Monday, September 17, 2012

sHoP uNtIL wE dRoP

     Until the accident, we have always done everything together, even shop.  Anyone who knows me, even my first graders, know that I love to shop even if it's just looking. It is nice to drag Aaron along again, even though he has almost always gone willingly! 

    I am glad to be rid of the wheelchair (we do still use it for BIG trips), that proved to be a challenge in itself. His extra big wheelchair could usually fit through the main isle but between the clothing racks were a bit of a challenge. The crowds can be tricky, Aaron refuses to let me run into or over anyone! And the displays in the middle of the aisles, we still run into those no matter how we travel around the store. We trade the walker for a shopping cart at some stores unless I know we will be there for a long period of time where Aaron will need to sit and rest. We also test out Aaron's driving skills from time to time using the battery powered carts...remember those displays, we get one every time or at least a corner of a shelf!

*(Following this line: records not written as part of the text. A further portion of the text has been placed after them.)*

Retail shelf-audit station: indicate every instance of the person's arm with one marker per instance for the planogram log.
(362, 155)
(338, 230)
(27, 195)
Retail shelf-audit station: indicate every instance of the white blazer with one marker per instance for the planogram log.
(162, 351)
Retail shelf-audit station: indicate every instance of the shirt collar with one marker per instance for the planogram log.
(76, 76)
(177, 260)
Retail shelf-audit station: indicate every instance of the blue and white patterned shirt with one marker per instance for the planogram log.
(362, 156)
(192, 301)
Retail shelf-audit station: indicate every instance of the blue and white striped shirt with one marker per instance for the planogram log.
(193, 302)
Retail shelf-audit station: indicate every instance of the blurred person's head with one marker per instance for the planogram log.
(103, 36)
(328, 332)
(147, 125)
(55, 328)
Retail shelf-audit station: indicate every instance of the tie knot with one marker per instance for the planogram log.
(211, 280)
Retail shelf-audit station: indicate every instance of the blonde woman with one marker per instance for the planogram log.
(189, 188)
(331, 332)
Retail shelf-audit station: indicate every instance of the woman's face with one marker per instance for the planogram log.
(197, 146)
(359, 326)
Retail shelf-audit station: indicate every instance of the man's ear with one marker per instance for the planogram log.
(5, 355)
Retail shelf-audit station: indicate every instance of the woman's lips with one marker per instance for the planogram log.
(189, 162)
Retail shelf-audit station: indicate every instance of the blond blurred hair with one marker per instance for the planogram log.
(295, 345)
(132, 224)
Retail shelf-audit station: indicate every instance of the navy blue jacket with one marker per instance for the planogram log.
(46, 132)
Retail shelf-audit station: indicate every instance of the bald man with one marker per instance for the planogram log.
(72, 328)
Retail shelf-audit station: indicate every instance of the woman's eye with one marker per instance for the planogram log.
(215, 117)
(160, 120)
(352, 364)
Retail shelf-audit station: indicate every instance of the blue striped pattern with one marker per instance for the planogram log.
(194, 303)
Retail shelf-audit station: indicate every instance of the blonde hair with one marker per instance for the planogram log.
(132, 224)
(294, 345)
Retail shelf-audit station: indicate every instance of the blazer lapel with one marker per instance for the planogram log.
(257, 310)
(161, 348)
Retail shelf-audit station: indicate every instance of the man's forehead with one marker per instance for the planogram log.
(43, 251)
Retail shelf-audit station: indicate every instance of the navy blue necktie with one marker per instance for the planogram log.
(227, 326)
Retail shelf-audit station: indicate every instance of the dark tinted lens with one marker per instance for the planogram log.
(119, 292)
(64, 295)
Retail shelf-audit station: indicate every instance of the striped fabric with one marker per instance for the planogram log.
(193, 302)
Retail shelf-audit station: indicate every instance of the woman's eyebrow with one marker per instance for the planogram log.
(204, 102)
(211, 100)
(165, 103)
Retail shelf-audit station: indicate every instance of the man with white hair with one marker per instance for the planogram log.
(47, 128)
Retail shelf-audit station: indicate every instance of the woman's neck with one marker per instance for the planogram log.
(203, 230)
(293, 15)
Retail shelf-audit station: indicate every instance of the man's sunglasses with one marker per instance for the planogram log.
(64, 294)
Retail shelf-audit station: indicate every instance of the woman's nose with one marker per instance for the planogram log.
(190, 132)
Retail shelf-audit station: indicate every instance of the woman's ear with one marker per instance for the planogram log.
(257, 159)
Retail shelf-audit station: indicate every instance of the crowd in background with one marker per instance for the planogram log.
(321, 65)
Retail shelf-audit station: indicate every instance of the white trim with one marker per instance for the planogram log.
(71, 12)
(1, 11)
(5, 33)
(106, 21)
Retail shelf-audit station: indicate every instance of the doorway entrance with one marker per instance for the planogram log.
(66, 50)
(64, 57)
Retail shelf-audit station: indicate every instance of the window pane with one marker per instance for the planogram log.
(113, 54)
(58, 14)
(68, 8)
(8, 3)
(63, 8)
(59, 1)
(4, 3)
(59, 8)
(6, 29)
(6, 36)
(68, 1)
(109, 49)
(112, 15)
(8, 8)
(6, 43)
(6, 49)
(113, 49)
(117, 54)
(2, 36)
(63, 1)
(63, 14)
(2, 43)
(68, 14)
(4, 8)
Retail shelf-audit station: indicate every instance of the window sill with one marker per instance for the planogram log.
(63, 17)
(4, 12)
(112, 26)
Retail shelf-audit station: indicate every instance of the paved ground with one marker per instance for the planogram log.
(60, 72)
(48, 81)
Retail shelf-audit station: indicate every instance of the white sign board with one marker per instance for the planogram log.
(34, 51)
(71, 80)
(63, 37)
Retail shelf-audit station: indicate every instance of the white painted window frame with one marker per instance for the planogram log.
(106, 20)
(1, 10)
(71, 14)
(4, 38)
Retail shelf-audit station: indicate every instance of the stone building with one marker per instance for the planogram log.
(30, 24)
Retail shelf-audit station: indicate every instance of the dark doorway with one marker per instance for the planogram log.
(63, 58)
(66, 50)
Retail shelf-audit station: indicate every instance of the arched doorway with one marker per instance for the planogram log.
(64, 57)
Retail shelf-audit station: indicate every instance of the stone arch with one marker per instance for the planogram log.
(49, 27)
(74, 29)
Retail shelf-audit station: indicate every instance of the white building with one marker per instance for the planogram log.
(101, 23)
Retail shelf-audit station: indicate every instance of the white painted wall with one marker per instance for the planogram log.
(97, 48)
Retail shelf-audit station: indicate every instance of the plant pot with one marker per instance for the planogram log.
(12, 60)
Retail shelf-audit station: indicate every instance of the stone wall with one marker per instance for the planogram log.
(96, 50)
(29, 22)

Aaron "driving" for the first time 8/09!

    The dressing room always proves to be interesting and/or entertaining since I can't leave Aaron unsupervised (for his safety). I can either take him in with me or find a seat right outside the dressing room where I can talk through the door so that I can hear him the entire time! The picture below was taken in a dressing room where there was not seat for him to sit outside and wait, needless to say he had to go in the dressing room with me. I told him to close his eyes and this is what I turned around to...need I say more?!


Peek a boo!

   Now that I know the specifics about all of the public restrooms at most of my favorite stores that part is not so bad. In the beginning I used to only take Aaron to places where I knew there was either a single restroom or a special "family" restroom because the thought that Aaron might need to use the bathroom just stressed me out. I am not ashamed to take him in the women's but we do try to respect that other women may want their privacy so we do avoid that if at all possible! We did the men's once, that was enough. Oh yeah and I forgot to add that if I have to go, he has to go with me...now if that is not "for better or worse" then I don't know what is!
   
    

Monday, September 3, 2012

gOoD gRiEf

     There are seven stages of grief: shock, denial, bargaining, guilt, anger, depression, and hope. I didn't even think of myself as grieving until about eight months after Aaron's accident when I was talking to an old friend and he connected my feelings and thoughts due to our unique circumstances to these stages. 

    I have had a tendency to make what Aaron and I have gone through look easy, or I try to fool everyone anyways. It's always been easy for me to share the exciting steps, the happy moments, and the good pictures. Until recently, I have only shared bits and pieces with different people. I have strategically tried to spread those pieces out just enough so that no one has enough information to truly judge my feelings or choices. I haven't completely been able to admit how hard this journey has been for me personally and that's just part of the reason I decided to write about it through this blog. 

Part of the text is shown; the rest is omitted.